The anthrax attacks in fall 2001, however, raised the possibility that variola might re-emerge as an agent of bioterrorism if unaccounted for samples of the virus fell into the wrong hands. While the old smallpox vaccine could be resurrected to help prevent the virus’ spread, there are no approved antiviral drugs for treating variola infections.
In September 2006, the National Institute of Allergy and Infectious Diseases (NIAID) awarded a contract to SIGA Technologies Inc., headquartered in New York City, to develop and clinically test its anti-variola compound, ST-246.

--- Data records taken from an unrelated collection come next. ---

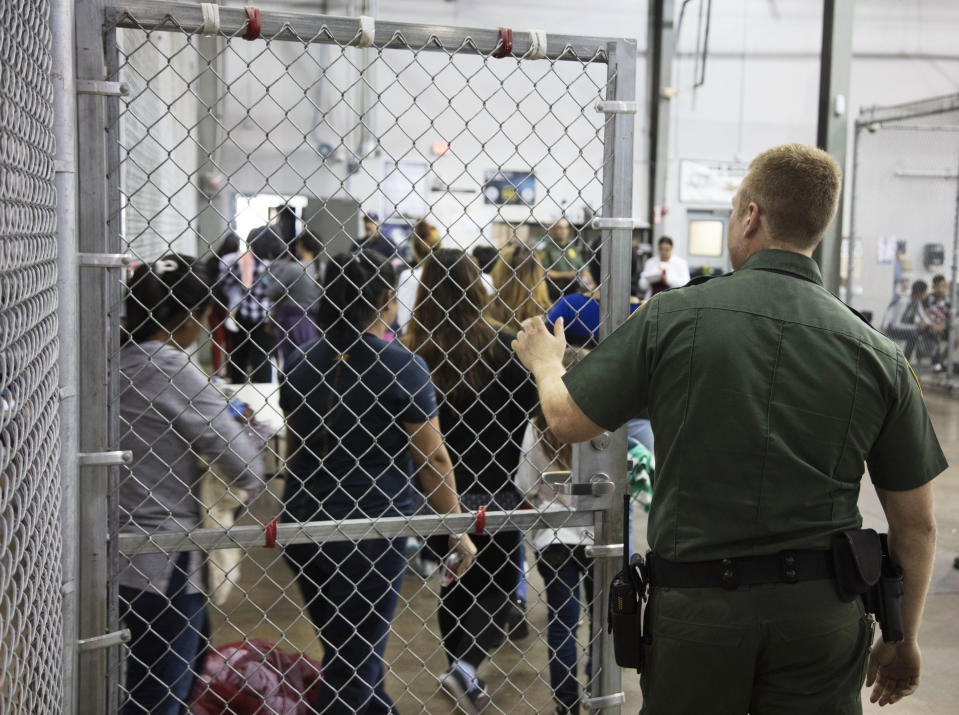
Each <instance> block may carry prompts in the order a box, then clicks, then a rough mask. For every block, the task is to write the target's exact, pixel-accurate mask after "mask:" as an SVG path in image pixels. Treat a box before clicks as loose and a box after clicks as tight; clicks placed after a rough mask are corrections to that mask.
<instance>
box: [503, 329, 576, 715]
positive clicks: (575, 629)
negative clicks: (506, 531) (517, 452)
mask: <svg viewBox="0 0 959 715" xmlns="http://www.w3.org/2000/svg"><path fill="white" fill-rule="evenodd" d="M567 335H569V333H568V332H567ZM582 353H585V351H582ZM578 355H579V353H578V352H577V351H576V350H575V349H574V348H567V349H566V353H565V355H564V357H563V365H564V367H567V368H568V367H572V365H573V363H574V362H576V358H577V357H578ZM572 452H573V450H572V447H571V446H570V445H568V444H563V443H562V442H560V441H559V440H558V439H556V437H554V436H553V434H552V432H550V431H549V428H548V427H547V425H546V419H545V418H544V417H543V413H542V410H540V409H539V408H537V409H536V411H535V413H534V415H533V418H532V419H531V420H530V421H529V423H528V424H527V426H526V431H525V433H524V434H523V446H522V448H521V453H522V454H521V457H520V463H519V467H518V468H517V470H516V477H515V481H516V487H517V488H518V489H519V490H520V492H521V493H522V494H524V495H525V498H526V501H528V502H529V503H530V504H531V505H532V506H533V508H534V509H537V510H541V511H545V510H547V509H550V508H553V509H569V508H570V507H571V504H572V500H571V497H569V496H567V495H562V494H557V493H556V492H555V491H554V489H553V487H552V486H551V485H549V484H547V483H546V482H545V481H544V480H543V478H542V475H543V473H544V472H550V471H569V470H570V469H571V467H572V458H573V454H572ZM531 542H532V545H533V548H534V549H535V550H536V568H537V569H538V570H539V573H540V576H542V577H543V583H544V585H545V587H546V608H547V621H546V624H547V625H546V642H547V645H548V646H549V682H550V686H551V687H552V689H553V699H554V700H555V701H556V713H557V715H569V714H571V713H578V712H579V711H580V710H579V705H580V703H579V697H580V694H579V681H578V679H577V661H578V659H579V658H578V655H579V653H578V651H580V650H581V649H582V647H581V646H580V645H579V642H578V641H577V638H576V630H577V628H578V627H579V620H580V614H581V612H582V611H585V612H586V613H587V614H589V613H590V611H591V605H592V601H593V569H592V561H593V560H592V559H591V558H589V557H587V556H586V550H585V547H586V546H588V545H590V544H592V543H593V538H592V533H591V531H590V530H589V529H588V528H586V527H583V526H562V527H559V528H548V529H536V530H535V531H534V532H533V533H532V534H531ZM580 585H582V587H583V599H581V598H580ZM590 631H591V632H590V635H589V637H588V638H586V639H585V642H586V643H592V641H593V634H592V619H590ZM585 650H586V658H587V660H586V677H587V679H589V678H590V676H591V668H590V661H589V646H588V645H587V646H586V648H585Z"/></svg>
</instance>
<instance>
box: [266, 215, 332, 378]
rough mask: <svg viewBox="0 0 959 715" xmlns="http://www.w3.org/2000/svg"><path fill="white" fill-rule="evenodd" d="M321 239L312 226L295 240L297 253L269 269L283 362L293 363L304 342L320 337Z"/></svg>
mask: <svg viewBox="0 0 959 715" xmlns="http://www.w3.org/2000/svg"><path fill="white" fill-rule="evenodd" d="M319 246H320V241H319V239H317V237H316V236H314V235H313V234H312V233H311V232H310V230H309V229H305V230H304V231H302V232H301V233H300V234H299V235H298V236H297V237H296V240H295V241H294V244H293V247H294V250H295V251H296V256H291V255H289V254H286V255H284V256H281V257H280V258H278V259H276V260H275V261H273V262H272V263H270V265H269V266H268V267H267V269H266V274H265V275H264V280H265V281H266V284H267V288H266V296H267V298H269V299H270V300H271V301H272V303H273V306H272V308H271V310H270V314H271V315H272V317H273V323H274V325H275V327H276V329H277V333H278V334H277V336H276V351H277V355H278V356H279V358H280V364H281V365H288V364H290V362H291V360H292V359H293V357H294V354H297V353H299V352H302V351H301V348H303V346H304V345H307V344H309V343H311V342H313V341H314V340H316V339H317V338H318V337H319V335H320V333H319V330H317V327H316V322H315V320H314V316H315V314H316V310H317V303H318V301H319V299H320V284H319V282H318V281H317V275H316V256H317V253H318V252H319V250H318V249H319Z"/></svg>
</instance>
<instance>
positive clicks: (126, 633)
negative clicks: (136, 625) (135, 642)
mask: <svg viewBox="0 0 959 715" xmlns="http://www.w3.org/2000/svg"><path fill="white" fill-rule="evenodd" d="M129 642H130V629H129V628H124V629H123V630H122V631H114V632H113V633H105V634H104V635H102V636H94V637H93V638H81V639H80V640H78V641H77V650H78V651H80V652H81V653H83V652H85V651H88V650H98V649H100V648H109V647H110V646H113V645H120V644H121V643H129Z"/></svg>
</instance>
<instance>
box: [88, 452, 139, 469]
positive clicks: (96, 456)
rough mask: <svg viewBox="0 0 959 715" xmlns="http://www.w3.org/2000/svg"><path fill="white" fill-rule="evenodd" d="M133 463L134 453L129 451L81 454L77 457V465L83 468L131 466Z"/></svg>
mask: <svg viewBox="0 0 959 715" xmlns="http://www.w3.org/2000/svg"><path fill="white" fill-rule="evenodd" d="M132 461H133V452H131V451H130V450H128V449H127V450H122V451H116V452H80V453H79V454H78V455H77V464H78V465H80V466H81V467H110V466H113V465H118V464H130V463H131V462H132Z"/></svg>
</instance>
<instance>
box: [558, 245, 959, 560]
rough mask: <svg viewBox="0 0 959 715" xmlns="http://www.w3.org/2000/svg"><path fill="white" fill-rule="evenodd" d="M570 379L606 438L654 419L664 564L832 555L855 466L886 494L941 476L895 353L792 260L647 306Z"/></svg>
mask: <svg viewBox="0 0 959 715" xmlns="http://www.w3.org/2000/svg"><path fill="white" fill-rule="evenodd" d="M564 380H565V382H566V386H567V387H568V388H569V391H570V394H571V395H572V398H573V400H574V401H575V402H576V404H577V405H578V406H579V407H580V408H581V409H582V410H583V412H584V413H586V415H587V416H588V417H589V418H590V419H591V420H593V421H594V422H595V423H597V424H599V425H601V426H602V427H604V428H605V429H608V430H613V429H616V428H618V427H619V426H620V425H622V424H624V423H625V422H626V421H627V420H629V419H631V418H632V417H634V416H636V415H637V414H638V413H639V411H640V410H641V409H642V408H643V407H646V406H648V407H649V410H650V417H651V419H652V424H653V429H654V431H655V433H656V479H655V483H654V485H653V506H652V511H651V512H650V517H649V542H650V545H651V547H652V548H653V550H654V551H655V552H656V553H657V554H659V555H660V556H662V557H663V558H666V559H672V560H677V561H700V560H709V559H718V558H727V557H736V556H745V555H750V554H769V553H777V552H779V551H781V550H784V549H794V548H812V549H825V548H828V547H829V541H830V535H831V534H832V533H834V532H835V531H838V530H842V529H850V528H857V527H859V526H861V523H862V517H861V516H860V514H859V509H858V506H857V501H858V497H859V483H860V479H861V477H862V474H863V464H864V462H866V463H868V465H869V474H870V476H871V478H872V481H873V483H874V484H875V485H876V486H877V487H880V488H882V489H888V490H906V489H913V488H915V487H919V486H921V485H923V484H925V483H926V482H928V481H929V480H930V479H932V478H933V477H935V476H936V475H937V474H939V473H940V472H942V471H943V470H944V469H945V468H946V466H947V465H946V460H945V457H944V456H943V454H942V450H941V449H940V447H939V442H938V440H937V439H936V435H935V432H934V431H933V428H932V424H931V423H930V421H929V416H928V415H927V413H926V408H925V405H924V404H923V401H922V393H921V391H920V389H919V385H918V383H917V382H916V379H915V375H914V374H913V372H912V368H910V367H909V364H908V363H907V362H906V360H905V358H904V357H903V355H902V351H901V350H899V348H898V347H896V345H895V344H894V343H893V342H892V341H890V340H889V339H888V338H886V337H885V336H883V335H881V334H880V333H879V332H877V331H876V330H874V329H873V328H871V327H870V326H869V325H867V324H866V323H864V322H863V321H862V320H860V319H859V318H858V317H857V316H856V315H854V314H853V313H852V312H851V311H850V310H849V309H848V308H846V307H845V306H844V305H843V304H842V303H841V302H840V301H839V300H838V299H836V298H835V297H834V296H833V295H832V294H830V293H829V292H828V291H827V290H826V289H825V288H823V287H822V277H821V276H820V273H819V268H818V266H817V265H816V264H815V263H814V262H813V261H812V260H811V259H809V258H807V257H805V256H802V255H800V254H798V253H793V252H790V251H777V250H766V251H760V252H758V253H756V254H754V255H753V256H751V257H750V258H749V260H748V261H747V262H746V264H745V265H744V266H743V267H742V269H740V270H738V271H736V272H735V273H734V274H732V275H730V276H724V277H721V278H716V279H713V280H711V281H708V282H705V283H701V284H699V285H694V286H687V287H685V288H679V289H676V290H671V291H667V292H665V293H661V294H659V295H657V296H655V297H654V298H653V299H652V300H650V301H649V302H648V303H646V305H644V306H643V307H642V308H640V309H639V310H637V311H636V312H634V313H633V315H632V317H631V318H630V319H629V320H627V321H626V323H625V324H623V325H622V326H621V327H620V328H619V329H618V330H616V331H615V332H614V333H613V334H612V335H610V336H609V337H608V338H607V339H606V340H604V341H603V342H602V344H600V346H599V347H598V348H597V349H596V350H594V351H593V352H592V353H591V354H590V355H589V356H588V357H587V358H586V359H585V360H583V361H582V362H581V363H580V364H579V365H577V366H576V367H574V368H573V369H572V370H571V371H570V372H569V373H568V374H567V375H566V377H565V378H564Z"/></svg>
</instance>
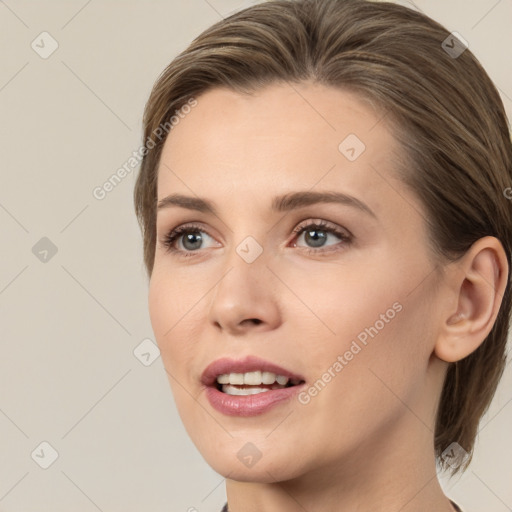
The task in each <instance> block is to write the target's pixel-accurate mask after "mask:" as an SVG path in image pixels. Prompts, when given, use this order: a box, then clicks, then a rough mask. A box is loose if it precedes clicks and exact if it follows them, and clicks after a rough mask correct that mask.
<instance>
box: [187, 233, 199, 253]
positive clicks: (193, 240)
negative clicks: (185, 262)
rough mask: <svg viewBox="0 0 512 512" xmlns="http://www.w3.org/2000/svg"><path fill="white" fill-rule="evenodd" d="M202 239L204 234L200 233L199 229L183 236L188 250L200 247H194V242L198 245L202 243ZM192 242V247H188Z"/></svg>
mask: <svg viewBox="0 0 512 512" xmlns="http://www.w3.org/2000/svg"><path fill="white" fill-rule="evenodd" d="M201 241H202V236H201V234H200V232H199V231H193V232H189V233H188V234H186V235H185V236H184V238H183V246H184V247H185V249H187V250H194V249H198V247H194V246H193V244H194V242H195V243H196V244H197V245H199V246H200V245H201ZM189 242H190V243H191V244H192V247H187V243H189ZM198 242H199V243H198Z"/></svg>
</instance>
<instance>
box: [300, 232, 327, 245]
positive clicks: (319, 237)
mask: <svg viewBox="0 0 512 512" xmlns="http://www.w3.org/2000/svg"><path fill="white" fill-rule="evenodd" d="M313 233H314V235H313ZM319 233H320V235H319ZM304 238H305V240H306V242H308V243H309V241H311V240H312V242H313V247H321V246H322V245H323V243H324V242H325V240H326V238H327V236H326V234H325V231H322V230H321V229H311V230H308V231H306V233H305V236H304ZM308 239H309V240H308Z"/></svg>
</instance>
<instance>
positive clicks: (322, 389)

“Poxviruses are unique in that they make two forms of their virion [infectious particle],” explains Dennis E. Hruby Ph.D., Chief Scientific Officer of SIGA. The initial form of the virus produced within a cell must mature into a second form in order to be transmissible. ST-246 targets the protein that catalyzes this conversion, says Dr. Hruby, and prevents it from functioning properly. In theory, this should halt the spread of the virus within a person’s body and improve an individual’s prognosis, especially if given early in the course of an infection.
The compound has received an orphan drug designation from the U.S. Food and Drug Administration (FDA), which may help ST-246 to be approved in the United States. The FDA also awarded the compound fast-track status, which will expedite its regulatory review.
Clinical trials of the compound are already under way, thanks in part to several awards in the last few years from NIAID to SIGA to fund the product’s preclinical development. Last year, the company successfully conducted the initial human safety trial, and NIAID-funded clinical trials are now taking place to determine safe dosing levels for ST-246. In parallel, the compound is undergoing NIAID-funded pivotal animal efficacy trials, as part of the licensure path under the FDA’s “animal rule,” which allows efficacy trials in relevant animals to be substituted for human efficacy trials. Following successful human safety trials along with data from the pivotal animal efficacy trials, the compound will then be ready for FDA review for approval.
If all goes well, says Dr. Hruby, SIGA hopes to submit a new drug application to the FDA sometime in 2009.